ReplyDeleteThis made me laugh. :p I think Facebook is a factor in people suddenly obsessing over bucket lists. Adventures should be done for enjoyment or to overcome a personal fear. Not to finish off a list!
ReplyDeletetheclothesmuse.blogspot.com
Thanks Diwata for visiting me! I couldn't agree with you more--except i still have trouble getting over my fears, especially of cockroaches!!
ReplyDeleteI couldn't have said it better. Some bucket list aspirations could kill you! And as Susan Hayward said, "I want to Live." Sometimes bucket lists represent lifetimes of desires.

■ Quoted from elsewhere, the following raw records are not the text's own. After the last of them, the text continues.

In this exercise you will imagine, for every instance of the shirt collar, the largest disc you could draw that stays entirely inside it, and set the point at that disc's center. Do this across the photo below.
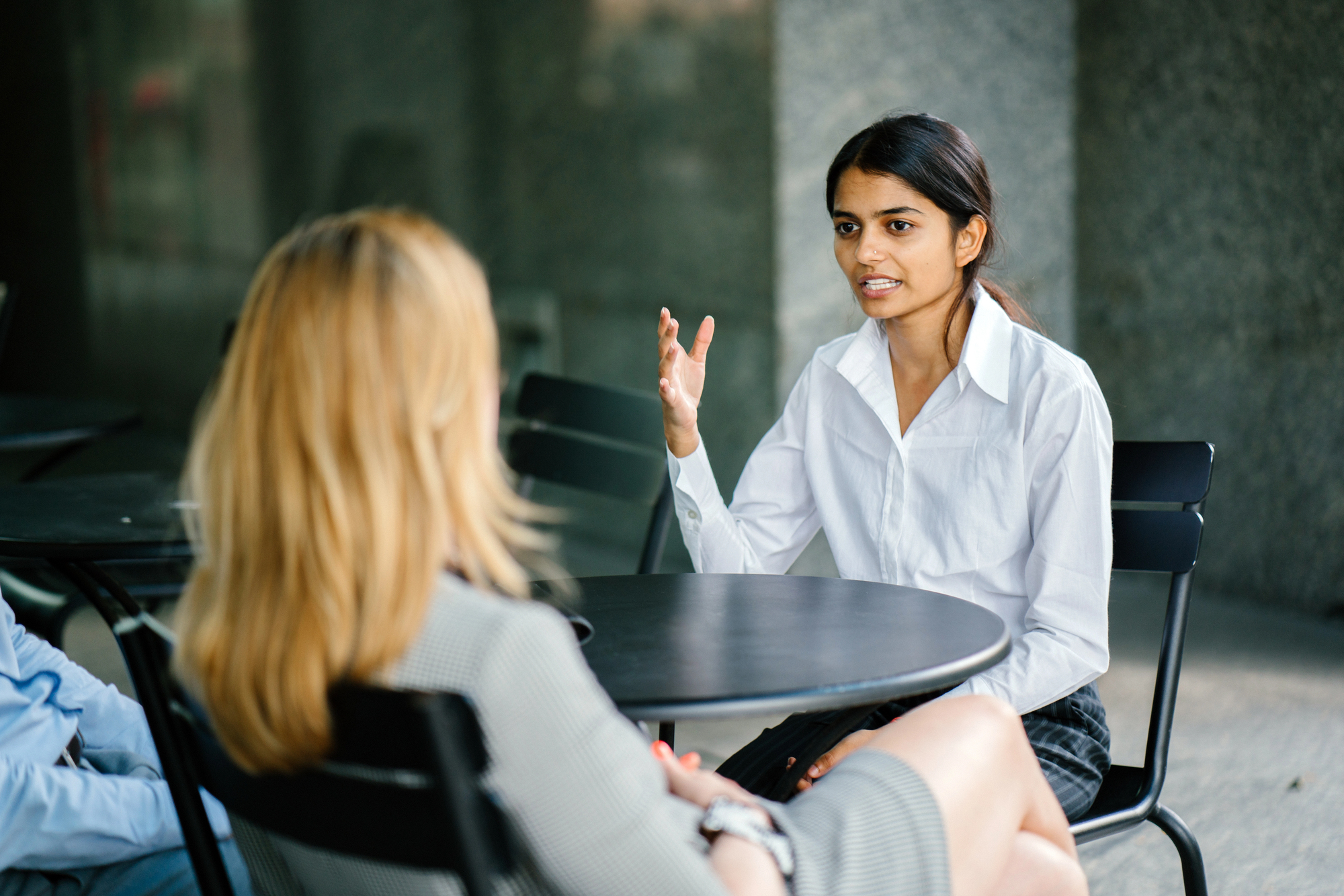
(986, 358)
(989, 349)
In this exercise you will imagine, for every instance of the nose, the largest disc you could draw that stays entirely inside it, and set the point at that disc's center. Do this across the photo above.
(869, 251)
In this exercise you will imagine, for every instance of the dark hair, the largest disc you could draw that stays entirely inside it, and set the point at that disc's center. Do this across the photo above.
(939, 162)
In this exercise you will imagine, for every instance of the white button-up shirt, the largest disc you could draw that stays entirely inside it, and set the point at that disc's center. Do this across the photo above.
(998, 494)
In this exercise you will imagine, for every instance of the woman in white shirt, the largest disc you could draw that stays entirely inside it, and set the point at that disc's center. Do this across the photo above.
(947, 445)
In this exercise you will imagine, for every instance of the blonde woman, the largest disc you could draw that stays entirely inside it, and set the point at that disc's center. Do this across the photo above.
(355, 523)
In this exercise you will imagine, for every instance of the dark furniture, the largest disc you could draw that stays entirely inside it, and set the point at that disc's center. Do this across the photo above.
(1157, 541)
(716, 647)
(597, 439)
(60, 425)
(401, 787)
(131, 521)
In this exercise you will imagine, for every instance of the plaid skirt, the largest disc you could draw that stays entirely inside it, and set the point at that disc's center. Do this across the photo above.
(1070, 738)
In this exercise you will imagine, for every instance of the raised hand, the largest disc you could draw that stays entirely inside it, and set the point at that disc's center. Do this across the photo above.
(682, 382)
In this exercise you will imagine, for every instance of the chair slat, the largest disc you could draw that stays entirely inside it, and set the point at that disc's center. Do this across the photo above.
(627, 416)
(382, 807)
(623, 472)
(1157, 541)
(1170, 472)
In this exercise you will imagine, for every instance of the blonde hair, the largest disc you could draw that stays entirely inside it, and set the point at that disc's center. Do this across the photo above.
(345, 459)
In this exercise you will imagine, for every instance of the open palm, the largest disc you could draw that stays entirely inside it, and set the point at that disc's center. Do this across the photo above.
(682, 382)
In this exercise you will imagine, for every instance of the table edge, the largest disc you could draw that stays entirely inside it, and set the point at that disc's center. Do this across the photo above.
(833, 698)
(95, 551)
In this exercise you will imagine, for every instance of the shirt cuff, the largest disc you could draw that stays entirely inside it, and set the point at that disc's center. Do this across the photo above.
(694, 478)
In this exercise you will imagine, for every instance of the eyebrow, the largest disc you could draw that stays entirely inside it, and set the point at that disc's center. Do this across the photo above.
(900, 210)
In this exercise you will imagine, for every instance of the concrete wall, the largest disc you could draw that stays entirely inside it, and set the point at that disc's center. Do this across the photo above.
(1002, 72)
(630, 158)
(1212, 294)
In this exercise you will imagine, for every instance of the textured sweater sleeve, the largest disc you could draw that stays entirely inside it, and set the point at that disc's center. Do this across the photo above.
(575, 777)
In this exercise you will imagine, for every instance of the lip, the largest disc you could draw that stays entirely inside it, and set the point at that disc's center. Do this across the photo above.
(870, 292)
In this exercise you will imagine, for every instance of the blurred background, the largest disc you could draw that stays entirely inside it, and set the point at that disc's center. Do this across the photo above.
(1171, 181)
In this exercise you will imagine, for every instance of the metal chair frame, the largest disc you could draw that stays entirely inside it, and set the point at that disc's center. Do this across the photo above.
(1154, 541)
(599, 439)
(413, 799)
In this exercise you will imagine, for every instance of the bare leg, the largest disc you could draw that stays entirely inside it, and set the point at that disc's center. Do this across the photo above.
(975, 757)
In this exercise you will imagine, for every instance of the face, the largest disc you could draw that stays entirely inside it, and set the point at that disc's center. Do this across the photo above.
(898, 249)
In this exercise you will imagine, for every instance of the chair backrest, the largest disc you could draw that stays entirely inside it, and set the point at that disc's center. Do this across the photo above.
(597, 439)
(1162, 541)
(401, 785)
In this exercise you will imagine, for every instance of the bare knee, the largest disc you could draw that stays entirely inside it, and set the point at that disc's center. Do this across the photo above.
(1037, 867)
(986, 722)
(975, 741)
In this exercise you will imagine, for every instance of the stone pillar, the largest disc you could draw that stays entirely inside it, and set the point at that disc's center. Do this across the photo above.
(1002, 72)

You scrimped, scraped by, and become almost old as dirt :-) why risk everything? Besides, most days if someone wanted to just take care of me, I'd let 'em!

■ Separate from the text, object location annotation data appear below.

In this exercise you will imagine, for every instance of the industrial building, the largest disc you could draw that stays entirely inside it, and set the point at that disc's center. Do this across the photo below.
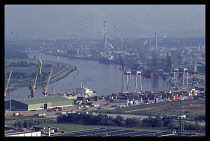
(38, 103)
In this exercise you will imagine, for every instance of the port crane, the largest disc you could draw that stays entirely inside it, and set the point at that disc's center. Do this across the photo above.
(176, 70)
(45, 85)
(32, 85)
(7, 86)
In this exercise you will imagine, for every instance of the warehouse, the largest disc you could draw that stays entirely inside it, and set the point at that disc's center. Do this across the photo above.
(38, 103)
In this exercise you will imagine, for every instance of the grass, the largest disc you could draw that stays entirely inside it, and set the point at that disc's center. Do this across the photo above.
(191, 108)
(76, 127)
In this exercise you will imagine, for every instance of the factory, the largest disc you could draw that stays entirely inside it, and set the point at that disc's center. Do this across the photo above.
(38, 103)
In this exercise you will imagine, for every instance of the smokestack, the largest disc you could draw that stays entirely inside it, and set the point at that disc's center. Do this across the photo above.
(49, 131)
(105, 35)
(156, 42)
(150, 43)
(122, 43)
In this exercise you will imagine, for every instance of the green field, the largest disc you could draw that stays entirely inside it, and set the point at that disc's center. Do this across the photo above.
(76, 127)
(192, 107)
(28, 70)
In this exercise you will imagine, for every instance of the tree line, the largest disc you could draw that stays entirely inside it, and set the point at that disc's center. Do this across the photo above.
(103, 119)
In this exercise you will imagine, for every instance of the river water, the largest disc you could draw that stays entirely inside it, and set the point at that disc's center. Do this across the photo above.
(103, 78)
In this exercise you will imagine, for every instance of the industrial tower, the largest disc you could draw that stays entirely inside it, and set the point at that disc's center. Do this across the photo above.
(105, 35)
(156, 47)
(181, 118)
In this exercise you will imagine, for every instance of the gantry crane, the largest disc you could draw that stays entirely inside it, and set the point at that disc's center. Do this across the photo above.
(7, 86)
(32, 86)
(45, 87)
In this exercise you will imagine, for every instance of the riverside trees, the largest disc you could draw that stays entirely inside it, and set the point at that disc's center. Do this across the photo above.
(103, 119)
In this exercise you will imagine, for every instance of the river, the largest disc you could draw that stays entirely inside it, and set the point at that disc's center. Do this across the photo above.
(103, 78)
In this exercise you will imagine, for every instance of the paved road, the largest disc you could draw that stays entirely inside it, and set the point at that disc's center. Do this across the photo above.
(102, 103)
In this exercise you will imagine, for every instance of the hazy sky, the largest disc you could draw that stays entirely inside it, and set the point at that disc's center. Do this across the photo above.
(88, 20)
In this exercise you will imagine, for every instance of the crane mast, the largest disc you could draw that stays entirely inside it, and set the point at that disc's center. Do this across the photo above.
(47, 83)
(6, 88)
(32, 86)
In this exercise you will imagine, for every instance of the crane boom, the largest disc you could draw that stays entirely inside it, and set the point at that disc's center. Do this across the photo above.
(47, 83)
(6, 88)
(124, 69)
(33, 84)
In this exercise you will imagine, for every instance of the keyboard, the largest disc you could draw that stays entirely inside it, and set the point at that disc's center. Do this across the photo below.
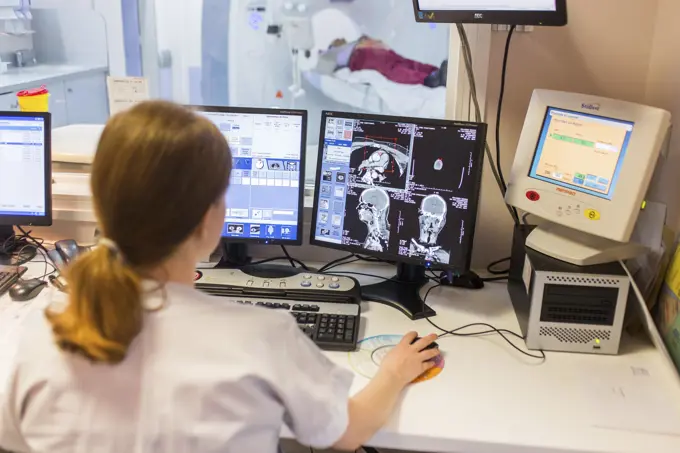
(327, 309)
(9, 275)
(332, 326)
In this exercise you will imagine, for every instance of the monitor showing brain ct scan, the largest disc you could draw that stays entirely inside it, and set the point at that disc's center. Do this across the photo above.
(400, 188)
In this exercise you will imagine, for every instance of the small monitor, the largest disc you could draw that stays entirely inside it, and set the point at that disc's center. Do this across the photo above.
(265, 196)
(508, 12)
(401, 189)
(585, 163)
(25, 170)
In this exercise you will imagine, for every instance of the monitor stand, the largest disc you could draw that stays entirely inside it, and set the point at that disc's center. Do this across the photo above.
(235, 256)
(579, 248)
(402, 292)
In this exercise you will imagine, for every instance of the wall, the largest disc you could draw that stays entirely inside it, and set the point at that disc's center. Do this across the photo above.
(663, 90)
(605, 50)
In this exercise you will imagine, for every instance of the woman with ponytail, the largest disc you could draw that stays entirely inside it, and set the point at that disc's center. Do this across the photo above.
(138, 361)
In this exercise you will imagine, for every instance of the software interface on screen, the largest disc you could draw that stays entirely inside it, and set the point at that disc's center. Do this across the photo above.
(401, 189)
(487, 5)
(581, 151)
(22, 166)
(263, 195)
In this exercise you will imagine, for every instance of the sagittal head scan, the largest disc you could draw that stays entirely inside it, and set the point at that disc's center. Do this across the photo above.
(399, 188)
(431, 220)
(373, 210)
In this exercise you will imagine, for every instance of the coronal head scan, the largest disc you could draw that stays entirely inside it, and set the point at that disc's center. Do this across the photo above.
(431, 219)
(383, 158)
(373, 210)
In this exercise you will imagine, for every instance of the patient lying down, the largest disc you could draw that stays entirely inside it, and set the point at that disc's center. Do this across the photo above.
(371, 54)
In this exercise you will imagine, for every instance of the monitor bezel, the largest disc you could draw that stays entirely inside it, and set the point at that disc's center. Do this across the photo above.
(30, 220)
(303, 156)
(557, 18)
(473, 200)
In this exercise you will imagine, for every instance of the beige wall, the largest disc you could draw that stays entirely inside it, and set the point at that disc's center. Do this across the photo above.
(624, 49)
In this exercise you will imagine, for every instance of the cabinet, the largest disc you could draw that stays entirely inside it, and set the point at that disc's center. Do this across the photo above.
(73, 99)
(86, 99)
(57, 103)
(8, 102)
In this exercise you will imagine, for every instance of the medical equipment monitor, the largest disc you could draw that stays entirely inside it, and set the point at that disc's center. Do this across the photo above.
(584, 163)
(508, 12)
(25, 171)
(265, 196)
(401, 189)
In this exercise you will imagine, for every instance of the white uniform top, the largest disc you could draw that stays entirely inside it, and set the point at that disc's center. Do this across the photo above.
(203, 376)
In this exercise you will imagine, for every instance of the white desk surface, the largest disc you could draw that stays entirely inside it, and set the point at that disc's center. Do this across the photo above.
(491, 399)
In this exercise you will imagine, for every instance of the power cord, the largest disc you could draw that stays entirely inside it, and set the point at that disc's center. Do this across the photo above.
(499, 111)
(467, 56)
(501, 332)
(490, 268)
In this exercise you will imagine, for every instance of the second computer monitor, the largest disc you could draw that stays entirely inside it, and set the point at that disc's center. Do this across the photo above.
(265, 196)
(403, 189)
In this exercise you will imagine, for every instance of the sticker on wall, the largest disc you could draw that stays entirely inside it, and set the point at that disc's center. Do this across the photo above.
(366, 360)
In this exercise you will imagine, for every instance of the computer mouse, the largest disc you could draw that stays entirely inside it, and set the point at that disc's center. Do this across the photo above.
(25, 290)
(430, 346)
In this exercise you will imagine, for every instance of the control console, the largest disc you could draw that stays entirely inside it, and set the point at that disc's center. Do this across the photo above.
(326, 308)
(305, 286)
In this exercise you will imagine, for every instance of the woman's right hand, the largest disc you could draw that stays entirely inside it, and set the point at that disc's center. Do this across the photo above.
(408, 361)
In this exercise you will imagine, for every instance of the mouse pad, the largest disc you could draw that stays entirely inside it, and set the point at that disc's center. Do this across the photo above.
(371, 351)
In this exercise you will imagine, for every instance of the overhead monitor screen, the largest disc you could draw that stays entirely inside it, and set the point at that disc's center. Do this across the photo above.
(487, 5)
(581, 151)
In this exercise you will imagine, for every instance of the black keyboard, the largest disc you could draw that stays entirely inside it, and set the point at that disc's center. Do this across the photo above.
(332, 326)
(9, 275)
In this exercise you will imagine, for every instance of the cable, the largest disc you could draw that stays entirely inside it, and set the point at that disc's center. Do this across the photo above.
(495, 279)
(37, 242)
(501, 332)
(490, 268)
(279, 258)
(467, 56)
(365, 275)
(285, 252)
(499, 110)
(334, 262)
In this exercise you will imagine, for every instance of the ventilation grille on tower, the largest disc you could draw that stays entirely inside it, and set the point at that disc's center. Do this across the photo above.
(583, 280)
(567, 304)
(582, 336)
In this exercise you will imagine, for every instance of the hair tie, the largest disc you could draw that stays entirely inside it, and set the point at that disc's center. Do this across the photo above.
(111, 245)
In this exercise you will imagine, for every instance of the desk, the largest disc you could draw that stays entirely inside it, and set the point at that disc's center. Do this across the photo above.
(491, 399)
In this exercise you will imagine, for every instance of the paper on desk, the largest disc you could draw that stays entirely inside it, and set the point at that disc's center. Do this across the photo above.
(126, 92)
(631, 399)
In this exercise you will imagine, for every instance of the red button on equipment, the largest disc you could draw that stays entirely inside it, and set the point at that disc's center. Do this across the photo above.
(532, 195)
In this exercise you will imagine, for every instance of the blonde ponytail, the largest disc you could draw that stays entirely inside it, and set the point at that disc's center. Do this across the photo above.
(104, 314)
(158, 169)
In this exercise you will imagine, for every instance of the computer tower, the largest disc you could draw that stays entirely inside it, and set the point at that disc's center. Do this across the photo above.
(563, 307)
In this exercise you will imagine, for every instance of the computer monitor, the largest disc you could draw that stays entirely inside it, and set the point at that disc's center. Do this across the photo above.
(584, 163)
(25, 173)
(265, 196)
(400, 189)
(508, 12)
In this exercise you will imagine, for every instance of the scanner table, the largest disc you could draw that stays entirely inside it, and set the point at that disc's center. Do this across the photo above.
(489, 398)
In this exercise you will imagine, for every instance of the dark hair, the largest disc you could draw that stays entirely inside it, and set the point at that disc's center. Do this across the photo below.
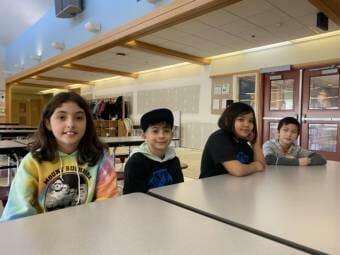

ReplyDeleteI am so with you! Just let me sit peacefully in my RV during my retirement and cruise the good ol' US of A with a glass of Pinot Grigio in my hand and I'll be happy forever!!!
DeleteAs to why you don't take cruises on vacation....
ReplyDeleteReminded me of a lame-o Irish joke about two Irish sailors shiprecked in the North Atlantic in April 1912. They're desolate, then rejoice as one says to the other.... "Thanks be to God! We're saved! Here' comes the Titanic!!!!
(I apolgize if in bad taste, but just a goofy irreverent joke that came to mind after reading your post).
Tim, you are so funny--you know I love your corny jokes!
Delete
ReplyDeleteFeel free to surf to my blog homepage
I'm really disgusted to admit that I've tasted frog legs. GROSS. They didn't taste gross, as they say, "Tastes like chicken" but it was still gross to me because I knew what it was. EWWWW I am so with your on the roaches. I hate them so much and I'm so squeamish about them, I couldn't read that one. So all I saw was Kill Roaches and I moved to the next one. LOL! I think scarred for life scary movies might go back as far as Poltergeist for me too. I do remember seeing a movie AT the movies Night of the Living Dead with my older cousin. I was trying not to act like a immature kid since I was a tag along with teenagers 4 years older than me but I might have had my eyes closed the entire time. I'm not fond of Michael Jackson's Thriller video either.
ReplyDeleteOk wait, you don't fly and you don't take cruises? How on earth are you ever gonna visit Australia?